What if the setbacks you face in your career are actually part of your development?
Antifragility is your capacity not only to withstand stressors, shocks, volatility, or uncertainty, but actually improve and benefit from them.
Antifragility is the capacity to grow from disturbances that threaten your career or development.
What’s the difference between antifragility and resilience?
Nassim Taleb, who introduced the concept, distinguishes antifragility from resilience and robustness:
- Fragile systems break under stress.
- Robust systems resist failure and tolerate stress without changing.
- Resilient systems recover or adapt after failure.
- Antifragile systems gain and improve because of adversity and chaos.

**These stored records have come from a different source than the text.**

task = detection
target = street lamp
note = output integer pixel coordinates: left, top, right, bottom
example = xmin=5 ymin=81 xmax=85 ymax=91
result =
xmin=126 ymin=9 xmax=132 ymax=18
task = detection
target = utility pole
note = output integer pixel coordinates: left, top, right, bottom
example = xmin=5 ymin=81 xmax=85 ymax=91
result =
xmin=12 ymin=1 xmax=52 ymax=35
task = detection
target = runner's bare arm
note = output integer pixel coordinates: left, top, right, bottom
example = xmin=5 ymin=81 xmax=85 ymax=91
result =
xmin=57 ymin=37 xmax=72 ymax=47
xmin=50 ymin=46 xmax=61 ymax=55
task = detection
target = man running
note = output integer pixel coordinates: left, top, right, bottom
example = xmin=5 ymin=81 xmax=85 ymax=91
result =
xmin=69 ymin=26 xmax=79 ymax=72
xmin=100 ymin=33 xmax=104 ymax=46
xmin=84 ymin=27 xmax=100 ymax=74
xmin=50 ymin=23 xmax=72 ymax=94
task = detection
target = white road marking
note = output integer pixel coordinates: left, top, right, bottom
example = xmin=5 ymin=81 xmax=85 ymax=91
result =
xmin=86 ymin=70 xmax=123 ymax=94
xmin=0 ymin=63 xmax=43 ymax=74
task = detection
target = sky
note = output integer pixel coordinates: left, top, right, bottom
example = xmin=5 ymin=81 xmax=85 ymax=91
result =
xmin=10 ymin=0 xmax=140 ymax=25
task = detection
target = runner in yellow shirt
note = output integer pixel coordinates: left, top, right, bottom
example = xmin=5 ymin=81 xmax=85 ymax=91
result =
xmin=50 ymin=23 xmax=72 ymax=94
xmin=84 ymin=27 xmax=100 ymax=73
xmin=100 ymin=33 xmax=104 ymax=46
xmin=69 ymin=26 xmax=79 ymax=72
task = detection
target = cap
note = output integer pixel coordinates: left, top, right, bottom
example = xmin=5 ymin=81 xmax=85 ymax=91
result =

Resilience is about bouncing back or adapting to survive disruptions.
Antifragility is about getting better because of disruptions.
If this helps you rethink how you see your next challenge, save the video for when you need it.
There’s a difference between a career that can handle change and one that’s intentionally designed to benefit from it.
That difference is antifragility and it’s a skill you can benefit from in your career.
Here are 4 tips for antifragility in your career.
- Practice self-reflection:
Regularly review your actions and emotions to understand your triggers.
Example: After losing a promotion an Account Manager expected, instead of burying the frustration, he works through it:
What assumption did I make?
What feedback have I been avoiding?
What relationships do I need to develop and what do I need to highlight about my work, in order to get a promotion?
The setback becomes the trigger for progress.
- Career Planning:
Identify a flexible career plan that can adapt to changes in the job market and your personal goals.
Example: A product manager in a small startup who’s mapped out three possible paths: growing into a Director role, pivoting to a fractional PM role, or transitioning to a Mentor and Coach role for Product Managers, doesn’t freeze when the company closes.
She already knows which skills she needs to work on for each path, which relationships to pay attention to, and which gaps to close.
- Diversification:
Seek career opportunities across different areas, in different industries.
Example: A marketing coordinator is employed within a multinational and also consults for a startup and teaches a quarterly workshop.
If layoffs happen, she already has other career options.
- Projects:
Engage in side projects that provide fulfillment and build various skill sets.
Example: A software engineer who spends weekends building an app is developing a product thinking, builds customer centricity, and adds to her portfolio.
When AI disrupts her role, those skills can become her next chapter.
What’s a hard moment that, in hindsight, made you stronger or directed you somewhere better?